The construction loan, which is reportedly being shared equally by way of co-investment with a fund that is managed by Kinnerton Credit Management A/S, marks the second commercial real estate (CRE) loan in Denmark “sourced by Kinnerton for Schroders Capital’s PDCA strategies that incorporate pan-European Real Estate Debt.”
All residential units in the project are set to be “certified gold by the German Sustainable Building Council (DGNB – Deutsche Gesellschaft für Nachhaltiges Bauen) and the financing is classified as Article 8 under the EU Sustainable Finance Disclosure Regulation.”
The Triangle Region, one of Denmark’s regions comprising the municipalities of Billund, Fredericia, Kolding, Middelfart, Vejen, Vejle, and Haderslev, is characterised by steady fundamentals, including “population growth and high demand for modern, sustainable homes.”
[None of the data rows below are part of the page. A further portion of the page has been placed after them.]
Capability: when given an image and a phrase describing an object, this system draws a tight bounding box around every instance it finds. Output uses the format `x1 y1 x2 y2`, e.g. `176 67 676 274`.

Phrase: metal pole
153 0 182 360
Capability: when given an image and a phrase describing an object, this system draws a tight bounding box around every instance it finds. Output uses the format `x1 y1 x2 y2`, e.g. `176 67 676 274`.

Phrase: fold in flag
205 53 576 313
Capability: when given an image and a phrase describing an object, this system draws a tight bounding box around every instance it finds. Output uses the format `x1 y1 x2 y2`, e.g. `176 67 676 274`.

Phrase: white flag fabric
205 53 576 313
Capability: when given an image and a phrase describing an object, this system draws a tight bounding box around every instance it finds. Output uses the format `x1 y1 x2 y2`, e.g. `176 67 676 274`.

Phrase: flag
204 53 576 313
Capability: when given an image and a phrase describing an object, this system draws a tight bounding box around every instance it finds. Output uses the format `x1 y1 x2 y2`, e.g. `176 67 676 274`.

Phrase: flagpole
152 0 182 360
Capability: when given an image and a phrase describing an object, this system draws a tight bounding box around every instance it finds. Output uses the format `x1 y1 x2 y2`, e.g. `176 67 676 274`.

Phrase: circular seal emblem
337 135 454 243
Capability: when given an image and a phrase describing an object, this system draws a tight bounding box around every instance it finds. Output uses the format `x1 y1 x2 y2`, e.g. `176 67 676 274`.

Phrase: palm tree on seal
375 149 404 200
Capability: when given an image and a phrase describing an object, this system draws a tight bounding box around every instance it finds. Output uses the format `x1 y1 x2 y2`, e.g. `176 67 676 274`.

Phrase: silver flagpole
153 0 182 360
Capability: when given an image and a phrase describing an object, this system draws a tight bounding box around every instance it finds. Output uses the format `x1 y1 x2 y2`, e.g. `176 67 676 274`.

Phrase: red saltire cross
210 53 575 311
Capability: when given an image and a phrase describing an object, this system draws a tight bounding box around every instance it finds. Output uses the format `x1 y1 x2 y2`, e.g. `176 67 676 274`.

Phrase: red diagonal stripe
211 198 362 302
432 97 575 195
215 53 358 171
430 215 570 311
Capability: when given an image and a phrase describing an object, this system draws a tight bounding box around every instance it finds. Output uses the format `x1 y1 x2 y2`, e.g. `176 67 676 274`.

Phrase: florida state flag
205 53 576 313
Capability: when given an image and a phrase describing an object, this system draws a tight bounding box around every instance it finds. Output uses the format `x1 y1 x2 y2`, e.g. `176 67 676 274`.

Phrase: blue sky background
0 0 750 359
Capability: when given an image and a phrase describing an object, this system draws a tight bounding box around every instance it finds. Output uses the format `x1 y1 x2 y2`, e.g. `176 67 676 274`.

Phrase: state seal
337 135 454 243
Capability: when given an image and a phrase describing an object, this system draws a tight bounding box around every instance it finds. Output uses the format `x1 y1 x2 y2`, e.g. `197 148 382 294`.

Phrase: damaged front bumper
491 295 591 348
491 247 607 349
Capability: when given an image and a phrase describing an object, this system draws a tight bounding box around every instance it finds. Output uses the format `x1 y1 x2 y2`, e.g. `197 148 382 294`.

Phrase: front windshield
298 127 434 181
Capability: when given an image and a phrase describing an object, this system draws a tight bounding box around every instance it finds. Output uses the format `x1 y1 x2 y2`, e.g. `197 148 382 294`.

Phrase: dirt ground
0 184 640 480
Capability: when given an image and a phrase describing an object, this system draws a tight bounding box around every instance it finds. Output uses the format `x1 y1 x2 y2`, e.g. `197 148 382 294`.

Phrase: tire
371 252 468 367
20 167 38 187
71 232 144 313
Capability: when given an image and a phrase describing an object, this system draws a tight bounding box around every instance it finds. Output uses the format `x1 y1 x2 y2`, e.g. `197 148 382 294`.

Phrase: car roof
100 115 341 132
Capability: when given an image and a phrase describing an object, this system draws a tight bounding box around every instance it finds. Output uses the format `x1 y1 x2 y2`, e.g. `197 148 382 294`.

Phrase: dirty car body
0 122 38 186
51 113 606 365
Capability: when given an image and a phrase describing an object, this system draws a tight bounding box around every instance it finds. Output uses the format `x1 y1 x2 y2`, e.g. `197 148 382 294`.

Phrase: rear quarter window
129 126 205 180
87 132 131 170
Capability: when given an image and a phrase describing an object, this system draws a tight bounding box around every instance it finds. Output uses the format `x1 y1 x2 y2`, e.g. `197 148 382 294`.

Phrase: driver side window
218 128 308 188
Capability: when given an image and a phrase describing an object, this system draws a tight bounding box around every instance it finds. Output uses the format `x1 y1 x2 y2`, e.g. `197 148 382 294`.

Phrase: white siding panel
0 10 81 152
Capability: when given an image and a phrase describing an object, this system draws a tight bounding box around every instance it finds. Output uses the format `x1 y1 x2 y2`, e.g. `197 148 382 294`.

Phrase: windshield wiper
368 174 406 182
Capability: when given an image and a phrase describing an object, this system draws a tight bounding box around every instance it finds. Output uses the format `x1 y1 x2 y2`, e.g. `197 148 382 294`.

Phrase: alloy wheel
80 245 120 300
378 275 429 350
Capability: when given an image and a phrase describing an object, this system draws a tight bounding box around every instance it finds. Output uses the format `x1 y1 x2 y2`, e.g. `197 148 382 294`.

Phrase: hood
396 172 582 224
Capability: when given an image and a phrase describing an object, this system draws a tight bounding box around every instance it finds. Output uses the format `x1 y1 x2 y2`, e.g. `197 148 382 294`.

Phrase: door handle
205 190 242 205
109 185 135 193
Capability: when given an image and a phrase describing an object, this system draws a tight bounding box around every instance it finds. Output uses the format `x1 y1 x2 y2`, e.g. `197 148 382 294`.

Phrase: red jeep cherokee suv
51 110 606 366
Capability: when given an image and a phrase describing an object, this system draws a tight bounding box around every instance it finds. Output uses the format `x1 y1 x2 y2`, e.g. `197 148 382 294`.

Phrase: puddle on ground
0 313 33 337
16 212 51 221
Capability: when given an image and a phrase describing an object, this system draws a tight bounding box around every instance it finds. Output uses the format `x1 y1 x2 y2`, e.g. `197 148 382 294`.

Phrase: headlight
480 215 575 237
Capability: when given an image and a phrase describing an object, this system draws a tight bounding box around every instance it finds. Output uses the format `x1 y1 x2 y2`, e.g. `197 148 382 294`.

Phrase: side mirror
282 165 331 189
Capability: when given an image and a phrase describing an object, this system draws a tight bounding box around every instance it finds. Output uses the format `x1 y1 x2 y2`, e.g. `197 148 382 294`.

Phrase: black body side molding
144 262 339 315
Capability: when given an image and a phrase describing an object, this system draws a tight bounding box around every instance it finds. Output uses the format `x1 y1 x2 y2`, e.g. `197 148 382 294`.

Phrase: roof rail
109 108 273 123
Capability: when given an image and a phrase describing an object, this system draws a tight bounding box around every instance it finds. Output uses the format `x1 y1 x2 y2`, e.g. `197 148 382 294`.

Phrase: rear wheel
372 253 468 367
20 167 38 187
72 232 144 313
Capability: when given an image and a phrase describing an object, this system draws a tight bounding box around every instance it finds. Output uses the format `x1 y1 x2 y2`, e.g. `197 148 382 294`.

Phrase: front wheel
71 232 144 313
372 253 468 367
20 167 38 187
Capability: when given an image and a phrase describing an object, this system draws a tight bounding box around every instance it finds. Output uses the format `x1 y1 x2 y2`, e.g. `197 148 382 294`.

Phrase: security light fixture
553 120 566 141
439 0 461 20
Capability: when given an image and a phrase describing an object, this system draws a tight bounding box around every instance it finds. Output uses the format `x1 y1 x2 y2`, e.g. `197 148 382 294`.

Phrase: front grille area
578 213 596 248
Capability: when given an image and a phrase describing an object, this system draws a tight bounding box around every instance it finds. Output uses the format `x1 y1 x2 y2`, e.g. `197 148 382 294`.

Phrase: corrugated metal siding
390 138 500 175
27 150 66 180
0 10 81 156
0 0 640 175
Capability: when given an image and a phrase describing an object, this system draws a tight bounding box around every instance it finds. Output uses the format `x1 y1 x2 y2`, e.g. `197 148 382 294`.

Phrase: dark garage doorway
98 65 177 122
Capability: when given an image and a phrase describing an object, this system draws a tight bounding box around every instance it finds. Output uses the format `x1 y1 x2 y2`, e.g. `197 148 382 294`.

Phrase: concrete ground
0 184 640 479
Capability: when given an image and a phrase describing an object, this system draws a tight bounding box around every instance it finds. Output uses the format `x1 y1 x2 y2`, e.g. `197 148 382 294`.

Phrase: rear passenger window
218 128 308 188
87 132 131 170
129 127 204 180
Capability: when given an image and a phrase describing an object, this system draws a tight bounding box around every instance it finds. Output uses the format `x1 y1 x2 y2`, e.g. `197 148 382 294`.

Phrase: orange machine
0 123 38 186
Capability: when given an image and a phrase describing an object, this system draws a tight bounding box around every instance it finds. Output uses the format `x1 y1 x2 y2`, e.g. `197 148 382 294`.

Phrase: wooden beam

This loan highlights the firm’s aim to expand its European CRE debt lending operations across the Nordics, Germany, and the Netherlands, where Schroders Capital maintains a presence in real estate. This close adds to the PDCA team’s global CRE debt portfolio which “includes over $2.4 billion in CRE loans.”
Daniel Younis, Head of European Real Estate Debt Investments, PDCA, Schroders Capital said that with a lack of financing from banking institutions coupled with a demand for affordable homes, alternative lenders “are able to plug the gap.”
Younis added that there is a pipeline of multi-family opportunities in Denmark in particular, providing access to areas with employment growth, backed by fundamentals.
The transaction exemplifies Schroders Capital’s approach of working cooperatively with various borrowers and generating risk-adjusted returns secured against “high-quality, sustainable properties.”
Schroders Capital’s PDCA was formed back in 2023 via a combination of our businesses across real estate debt, infrastructure debt, liquid alternative credit, and specialty finance.
The division, which is being co-led by Michelle Russell-Dowe and Stephan Ruoff, now reportedly oversees$38.5 billion in AuM with over 100 investment professionals.